Zero Mean Curvature

I heard somewhere or another the claim that soap film forms a "surface of zero mean curvature".  I wasn't sure exactly what that meant until I read this book which gave me the tools to understand what that means, and prove it.  It turns out to be a simple consequence of Gauss's Divergence theorem.  In tensor notation Gauss's Divergence theorem states

$$
\int_{\Omega}\nabla_iT^idV = \int_{\partial{\Omega}}T_iN^idA
$$
where

• $\Omega$ is some volume of space
• $\nabla_i$ is the covariant derivative along the $i$th coordinate $z^i$
• $\delta{\Omega}$ is the surface of the volume
• $T^i$ is any single index tensor defined over the whole volume
• $N^i$ is the unit vector normal to the surface in contravariant form

 This works in any number of dimensions, so if you take surface embedded in 3 dimensional euclidean space $\vec{z} = \vec{z}(s^1,s^2)$ and cut it, then the theorem tells us

$$
\int_{S}\nabla_{\alpha}T^{\alpha}dA = \int_{\partial{S}}T_{\alpha}n^{\alpha}dl
$$
where

• $S$ is a region of the embedded surface
• $\partial{S}$ is its edge
• $\alpha$ indicates indices that range over surface not ambient coodinates
• $T^{\alpha}$ is any single index tensor defined over the whole region.
• $n^{\alpha}$ is the unit vector lying in the surface normal to the edge.

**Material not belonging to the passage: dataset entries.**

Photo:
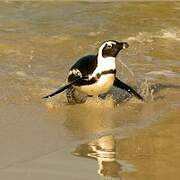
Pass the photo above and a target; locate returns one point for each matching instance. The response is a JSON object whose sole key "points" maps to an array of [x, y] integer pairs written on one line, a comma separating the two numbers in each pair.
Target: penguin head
{"points": [[111, 48]]}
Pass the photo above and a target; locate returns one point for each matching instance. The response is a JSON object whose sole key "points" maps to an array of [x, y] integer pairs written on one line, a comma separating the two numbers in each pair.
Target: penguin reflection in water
{"points": [[94, 75]]}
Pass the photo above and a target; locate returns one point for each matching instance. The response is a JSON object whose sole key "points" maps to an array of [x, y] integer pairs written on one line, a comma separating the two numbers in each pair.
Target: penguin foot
{"points": [[75, 97]]}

Using the notation $\vec{s_\alpha}$ for the covariant basis $\frac{\partial{\vec{R}}}{\partial{s^\alpha}}$ of the surface, the curvature $B^\alpha_\beta$ is defined by
$$
 B^\alpha_\beta \vec{N} = \nabla_\beta \vec{s^\alpha}
$$
which works because you can show that the RHS is always normal to the surface.  The mean curvature is just the contraction
$$
 B^\alpha_\alpha
$$
We can now prove the theorem by noting that $\vec{s^\alpha}$ is a single index tensor defined over the whole surface.  (It doesn't invalidate Gauss' theorem that its values are vectors rather than numbers.)  Substituting $\vec{s^\alpha}$ for $T^\alpha$ we get
$$
\int_{S}\nabla_{\alpha}\vec{s^{\alpha}}dA = \int_{\partial{S}}\vec{s_\alpha}n^{\alpha}dl
$$
which we can rewrite as
$$
\int_{S}B^\alpha_\alpha \vec{N}dA = \int_{\partial{S}}\vec{n}dl
$$
But since the surface tension is everywhere constant on the surface of a soap film the RHS is proportional to the overall force on the surface region due to tension.  If the region is stationary then the overall force must be zero, meaning that the RHS is zero (assuming that the air pressure is the same either side of the surface).  Thus for non-closed soap film surface regions
$$
\int_{S}B^\alpha_\alpha \vec{N}dA =0
$$
And since this is true for any sub region S we must have
$$
B^\alpha_\alpha =0
$$
QED.

POSTSCRIPT

Since the energy required to stretch a soap film over a fixed boundary is proportional to its area, it is clear that the solution must also minimize the surface area.  It turns out that the requirement that the surface area is minimized is equivalent to the requirement that the mean curvature is everywhere zero.  It is slightly more involved to prove this but a proof of it can be found in Chapter 15 of Introduction to Tensor Analysis and the Calculus of Moving Surfaces.